Governor Glenn Stevens lowered the overnight cash rate target to a six-year low of 4.25 percent in Melbourne today, the fourth reduction in as many months. Four of 21 economists surveyed by Bloomberg News forecast today’s move, and 15 tipped a three-quarter point cut.
Stevens, who says Australia’s biggest mistake would be to talk itself into a recession, aims to restore consumer and business confidence battered by this year’s 44 percent slump in the benchmark S&P/ASX 200 Index of stocks and the biggest drop in house prices since 1978. The bank said last month it has scope to support growth as inflation slows.
Gross domestic product growth probably slowed in the three months through September to 0.2 percent from the second quarter, when it expanded 0.3 percent, economists forecast. That would cut annual growth to 1.9 percent, the smallest gain since the second quarter of 2002. The GDP report will be released tomorrow at 11:30 a.m. in Sydney.
Stevens and his board cut the benchmark rate by a quarter percentage point in September, followed by a one percentage point reduction in October and a three-quarter point adjustment last month. Today’s meeting is the last scheduled gathering of policy makers until Feb. 3.
Australia’s central bank forecast last month that non-farm gross domestic product growth will slow to 1 percent in the 12 months through June from 2.5 percent a year earlier.
Unlike the U.S., Japan, Europe and the U.K., Australia’s economy has so far avoided a recession, boosted by a mining boom that has kept unemployment close to the lowest level in more than three decades. The jobless rate was 4.3 percent in October.
To buttress the economy, Prime Minister Kevin Rudd said last week that he may allow the government’s budget to slip into deficit for the first time since 2002.
The government agreed with state leaders on Nov. 29 to spend A$15.1 billion ($9.8 billion), mainly on health and education, to generate 133,000 jobs. Rudd is also giving A$10.4 billion in cash grants to the elderly, first-home buyers and families.
Policy makers aim to strike a balance between bringing inflation, which surged to 5 percent in the third quarter, back within the bank’s target range of between 2 percent and 3 percent, while avoiding an unnecessary weakening in demand,” Stevens said last month.
The Reserve Bank expects the inflation rate will fall back within the target range in 2010. A TD Securities Ltd. index, published yesterday, showed consumer prices gained 3 percent in the 12 months through November, the smallest increase in more than a year.
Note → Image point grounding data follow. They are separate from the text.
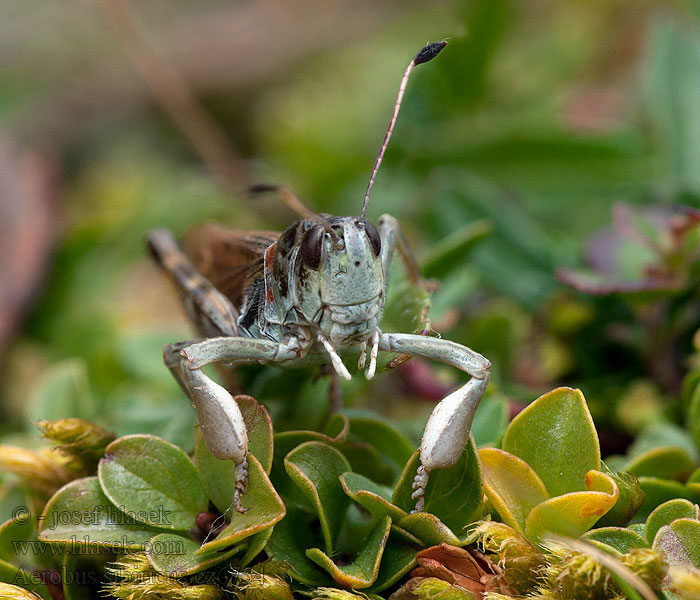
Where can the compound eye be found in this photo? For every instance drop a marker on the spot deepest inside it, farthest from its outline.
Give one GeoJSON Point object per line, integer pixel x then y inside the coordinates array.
{"type": "Point", "coordinates": [373, 236]}
{"type": "Point", "coordinates": [312, 248]}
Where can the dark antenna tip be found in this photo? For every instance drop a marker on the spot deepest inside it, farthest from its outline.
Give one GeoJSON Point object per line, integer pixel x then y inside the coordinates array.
{"type": "Point", "coordinates": [426, 54]}
{"type": "Point", "coordinates": [429, 52]}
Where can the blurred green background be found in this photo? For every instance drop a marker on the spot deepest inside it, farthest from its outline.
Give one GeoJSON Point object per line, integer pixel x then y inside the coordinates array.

Retail sales rose 0.2 percent in October, a report showed earlier today. David Jones Ltd., Australia’s second-biggest department store chain, said last week that sales in the three months ended Oct. 25 fell 6.3 percent.
Recent reports show the economy is slowing as consumers and businesses trim spending. Company investment growth cooled in the third quarter, business confidence plunged in October to a record low and consumers were pessimistic in November for a 10th straight month. House prices fell 1.8 percent in the third quarter, the most in 30 years.
A one percentage point cut in mortgage rates reduces repayments on an average A$250,000 home loan by almost A$180 a month.